The output will look like the below:
message Number of Words in each message Number of words with idf_score>0
0 night kralendijk ebebf 3 1
Here is what I've tried so far, but it's giving the total count of words instead of word having idf_weight>0
:
words_weights = dict(idf[['feature_name', 'idf_weights']].values)
df['> zero'] = df['message'].apply(lambda x: count([words_weights.get(word, 11.221923) for word in x.split()]))
Output
message Number of Words in each message Number of words with idf_score>0
0 night kralendijk ebebf 3 3
Thank you.
Upvotes: 0
Views: 48
Reputation: 260640
Try using a list comprehension:
# set up a dictionary for easy feature->weight indexing
d = idf.set_index('feature_name')['idf_weights'].to_dict()

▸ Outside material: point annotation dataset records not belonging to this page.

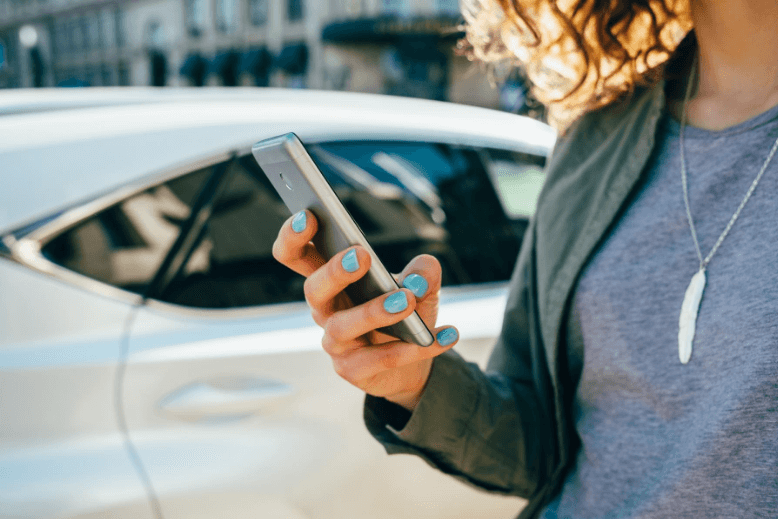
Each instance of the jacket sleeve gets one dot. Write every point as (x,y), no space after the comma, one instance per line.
(490,429)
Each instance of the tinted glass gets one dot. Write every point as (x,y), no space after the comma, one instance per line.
(233,264)
(408,199)
(125,244)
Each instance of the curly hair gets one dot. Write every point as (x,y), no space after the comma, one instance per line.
(578,55)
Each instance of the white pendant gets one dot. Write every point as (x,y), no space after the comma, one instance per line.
(687,324)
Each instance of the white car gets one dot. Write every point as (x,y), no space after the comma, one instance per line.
(155,361)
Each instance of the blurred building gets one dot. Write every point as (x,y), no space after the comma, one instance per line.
(403,47)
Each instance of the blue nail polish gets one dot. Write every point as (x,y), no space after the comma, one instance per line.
(350,261)
(299,222)
(396,303)
(447,336)
(416,284)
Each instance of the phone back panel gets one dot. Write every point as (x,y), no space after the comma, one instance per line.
(301,185)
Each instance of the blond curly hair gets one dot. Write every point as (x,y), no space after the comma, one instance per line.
(577,55)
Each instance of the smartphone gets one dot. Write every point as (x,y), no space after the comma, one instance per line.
(301,185)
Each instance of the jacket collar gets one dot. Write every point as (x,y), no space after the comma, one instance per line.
(591,184)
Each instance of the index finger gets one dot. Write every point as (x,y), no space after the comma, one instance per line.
(293,246)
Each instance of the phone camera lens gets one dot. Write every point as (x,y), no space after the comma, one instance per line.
(286,182)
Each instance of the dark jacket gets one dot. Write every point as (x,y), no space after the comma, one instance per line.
(510,429)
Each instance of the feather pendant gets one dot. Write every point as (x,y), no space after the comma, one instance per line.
(687,324)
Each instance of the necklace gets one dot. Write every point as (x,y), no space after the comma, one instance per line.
(687,323)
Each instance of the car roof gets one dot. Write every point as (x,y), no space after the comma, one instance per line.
(60,147)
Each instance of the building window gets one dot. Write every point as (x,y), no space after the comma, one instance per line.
(450,7)
(123,72)
(226,12)
(108,24)
(259,12)
(396,7)
(93,30)
(119,28)
(195,17)
(77,35)
(295,10)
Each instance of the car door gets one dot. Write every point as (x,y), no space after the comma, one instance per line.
(230,403)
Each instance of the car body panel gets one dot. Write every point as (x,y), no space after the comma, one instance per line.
(233,412)
(297,433)
(70,147)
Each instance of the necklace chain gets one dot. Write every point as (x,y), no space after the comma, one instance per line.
(704,262)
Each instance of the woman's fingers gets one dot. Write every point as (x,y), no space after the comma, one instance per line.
(343,329)
(422,276)
(293,246)
(359,365)
(327,282)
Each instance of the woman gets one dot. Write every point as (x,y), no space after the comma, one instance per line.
(636,374)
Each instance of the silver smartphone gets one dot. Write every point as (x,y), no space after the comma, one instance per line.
(301,185)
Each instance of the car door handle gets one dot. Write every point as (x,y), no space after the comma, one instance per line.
(224,397)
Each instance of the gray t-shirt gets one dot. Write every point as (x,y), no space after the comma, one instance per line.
(661,439)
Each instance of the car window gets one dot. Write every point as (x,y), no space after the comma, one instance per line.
(518,178)
(408,198)
(124,245)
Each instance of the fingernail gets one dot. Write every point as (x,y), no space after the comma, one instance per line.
(299,221)
(350,261)
(447,336)
(416,284)
(396,303)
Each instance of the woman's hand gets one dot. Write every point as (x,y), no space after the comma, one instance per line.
(375,362)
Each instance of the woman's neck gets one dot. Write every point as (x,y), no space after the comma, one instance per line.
(737,72)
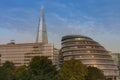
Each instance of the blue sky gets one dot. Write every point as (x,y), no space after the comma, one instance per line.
(98,19)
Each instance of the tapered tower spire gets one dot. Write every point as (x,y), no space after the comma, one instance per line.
(42,33)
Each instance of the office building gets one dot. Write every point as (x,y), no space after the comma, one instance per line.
(90,53)
(21,54)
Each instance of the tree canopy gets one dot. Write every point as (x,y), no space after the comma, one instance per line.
(72,70)
(94,74)
(41,68)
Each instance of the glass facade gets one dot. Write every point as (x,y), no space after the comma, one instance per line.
(89,52)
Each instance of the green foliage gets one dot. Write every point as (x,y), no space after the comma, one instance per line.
(95,74)
(6,71)
(72,70)
(41,68)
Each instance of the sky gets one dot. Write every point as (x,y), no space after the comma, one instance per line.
(98,19)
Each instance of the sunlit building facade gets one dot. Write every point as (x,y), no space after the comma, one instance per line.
(21,54)
(90,53)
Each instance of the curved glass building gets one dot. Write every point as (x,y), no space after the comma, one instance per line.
(90,53)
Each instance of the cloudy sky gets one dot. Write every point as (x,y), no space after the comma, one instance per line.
(98,19)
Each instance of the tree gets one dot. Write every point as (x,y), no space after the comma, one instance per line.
(72,70)
(41,68)
(6,71)
(95,74)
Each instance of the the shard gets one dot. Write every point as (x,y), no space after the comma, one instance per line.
(42,32)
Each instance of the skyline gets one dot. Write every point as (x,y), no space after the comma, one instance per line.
(96,19)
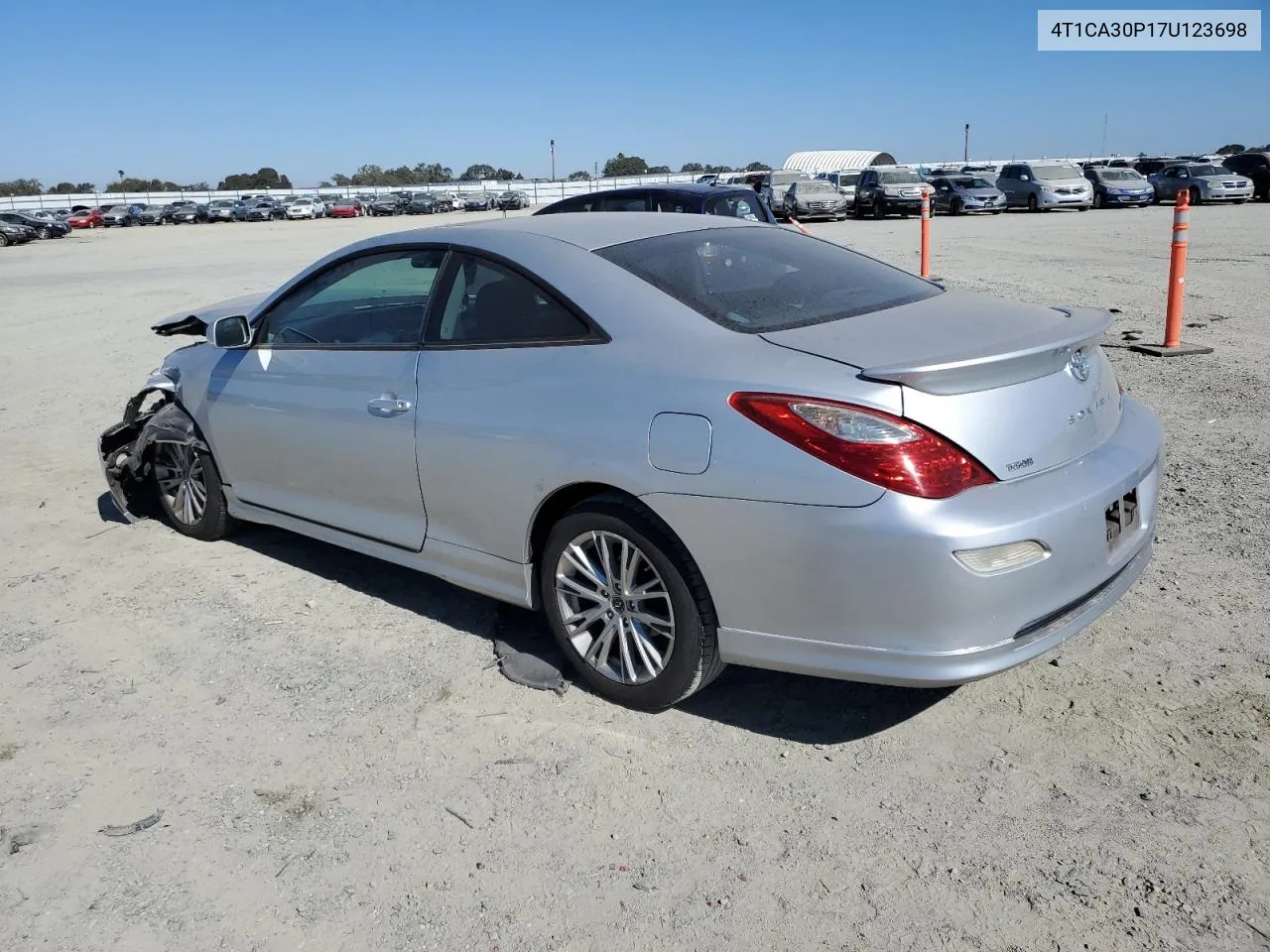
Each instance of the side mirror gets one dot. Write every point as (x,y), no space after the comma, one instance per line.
(230,333)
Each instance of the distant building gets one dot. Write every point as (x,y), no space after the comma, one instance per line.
(837,160)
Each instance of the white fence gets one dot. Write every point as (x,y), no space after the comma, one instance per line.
(539,191)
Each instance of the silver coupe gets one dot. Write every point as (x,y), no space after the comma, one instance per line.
(688,439)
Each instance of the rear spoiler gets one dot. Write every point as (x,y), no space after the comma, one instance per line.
(1028,361)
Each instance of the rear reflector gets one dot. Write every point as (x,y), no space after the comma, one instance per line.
(1001,558)
(888,451)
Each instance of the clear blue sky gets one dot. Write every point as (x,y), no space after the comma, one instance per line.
(194,91)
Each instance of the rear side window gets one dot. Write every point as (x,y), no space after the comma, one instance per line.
(766,280)
(737,206)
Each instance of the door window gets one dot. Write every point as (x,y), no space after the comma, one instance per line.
(373,301)
(493,304)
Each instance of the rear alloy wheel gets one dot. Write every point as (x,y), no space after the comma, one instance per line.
(629,606)
(189,485)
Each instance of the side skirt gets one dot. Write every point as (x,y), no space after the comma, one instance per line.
(466,567)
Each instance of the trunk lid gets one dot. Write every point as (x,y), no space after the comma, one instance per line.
(1020,388)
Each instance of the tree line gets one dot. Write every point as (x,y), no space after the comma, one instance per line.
(420,175)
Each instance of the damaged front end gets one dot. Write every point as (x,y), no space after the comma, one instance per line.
(151,416)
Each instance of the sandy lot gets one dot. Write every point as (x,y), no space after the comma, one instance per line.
(308,719)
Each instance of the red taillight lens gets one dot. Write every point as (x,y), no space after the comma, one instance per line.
(887,451)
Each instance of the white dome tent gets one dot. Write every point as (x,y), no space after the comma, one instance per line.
(837,160)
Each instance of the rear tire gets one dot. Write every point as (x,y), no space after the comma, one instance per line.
(189,486)
(651,671)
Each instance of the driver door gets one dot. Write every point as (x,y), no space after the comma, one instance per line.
(317,419)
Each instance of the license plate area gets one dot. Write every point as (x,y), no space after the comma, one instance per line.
(1120,517)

# {'kralendijk': 11.221923, 'night': 0.0, 'ebebf': 0.0}
df['> zero'] = [sum(d.get(w, 0)>0 for w in x.split()) for x in df['message']]
## OR, slighlty faster alternative
# df['> zero'] = [sum(1 for w in x.split() if d.get(w, 0)>0) for x in df['message']]
output:
message Number of Words in each message > zero
0 night kralendijk ebebf 3 1
Upvotes: 3
Reputation: 120409
You can use str.findall
: the goal here is to create a list of feature names with a weight greater than 0 to find in each message.
pattern = fr"({'|'.join(idf.loc[idf['idf_weights'] > 0, 'feature_name'])})"
df['Number of words with idf_score>0'] = df['message'].str.findall(pattern).str.len()
print(df)
# Output
message Number of Words in each message Number of words with idf_score>0
0 night kralendijk ebebf 3 1
Upvotes: 3